Green bean casserole- Healthy redo!

    Thanksgiving is one of my favorite holidays! I love food and trying to make healthier creations is always a challenge, especially for people who don't usually eat healthy. I also enjoy this holiday because there are no presents given or received= less pressure for everyone. Just a time to get together with family and enjoy the food. Most of the dishes are prepared with butter, cream, salt, white flour, and sugar. For example: a sweet potato casserole does not need a cup of extra sugar added to it, the natural sugar does the job and should be enjoyed naturally.
    For this week, I have a Thanksgiving pot luck dinner at bible study. I am working Monday, Tuesday, and Wednesday, so I decided to bring roasted brussels sprouts because it is easy and healthy. 
Roasted brussels sprouts recipe
slice the brussels sprouts in half, chop a scallion, drizzle with olive oil, and roast for 30 minutes at 350 degrees. 
    For Thanksgiving day, I am eating with my boyfriend's family. My job is to: provide a veggie tray, brussels sprouts, sweet potatoes, pumpkin pie, and apple pie. Working this week, it will be a challenge to make all of this, so I will probably get a pumpkin pie from my family's farm market. I may make the apple pie on Sunday and bake it on Thanksgiving. 
    This month's Recipe redux blog topic is to "redo" a dish that you grew up with into a healthier dish. My mom's job for every thanksgiving was the green bean casserole. Green bean casserole is a high fat, high sodium, and a high calorie dish. Ingredients in my mom's green bean casserole: canned French string beans, canned cream of mushroom soup, milk and fried onions on top.

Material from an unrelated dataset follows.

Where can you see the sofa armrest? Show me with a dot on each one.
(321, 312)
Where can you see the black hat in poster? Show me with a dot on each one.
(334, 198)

One serving of classic green bean casserole
 (From MyFitnessPal: Campbell's Kitchen)
1 cup serving
calories: 200
Fat: 11 g
Saturated fat: 2.5 g
Sodium: 662.5 mg
Carbs: 21 g
Protein: 3.8 g

One serving of this healthy green bean casserole 
(My recipe on MyFitnessPal)
1 cup serving (out of 8)
calories: 110 calories
fat: 2 g
sodium: 32.9 mg
potassium: 100 mg
Carbs: 17 g
Proteins: 7g


Healthier Green Bean Casserole
Serves: 8
Ingredients:
-"Fried" onions (the topping)
  • 1 onion, sliced in rings or pieces
  • 1/4 cup arrow root
  • 1/2 cup whole wheat flour
  • 2 egg whites
  • 1 1/2 cup milk
  • Optional: seasonal bread crumbs

Directions:
  1. Preheat oven to 350 degrees F.
  2. Cut onion into rings, soak in milk while getting rest of the stuff ready.
  3. In a small bowl, crack eggs and remove the yolk. Keep the egg whites.
  4. In another small bowl, add the flour and arrow root (or bread crumbs).
    (Pictured: onions in milk, egg whites, arrowroot with flour)
  5. Dip the onions into the flour, then into the egg whites, and back into the flour. Place on baking sheet.
  6. Bake for 15-20 minutes, until crispy.

*another way: Add flour, arrowroot, or bread crumbs to a freezer bag. Dip onion rings into egg whites, then add to the bag. Shake to coat the onions. Place on baking sheet and bake for 15-20 minutes, until crispy. 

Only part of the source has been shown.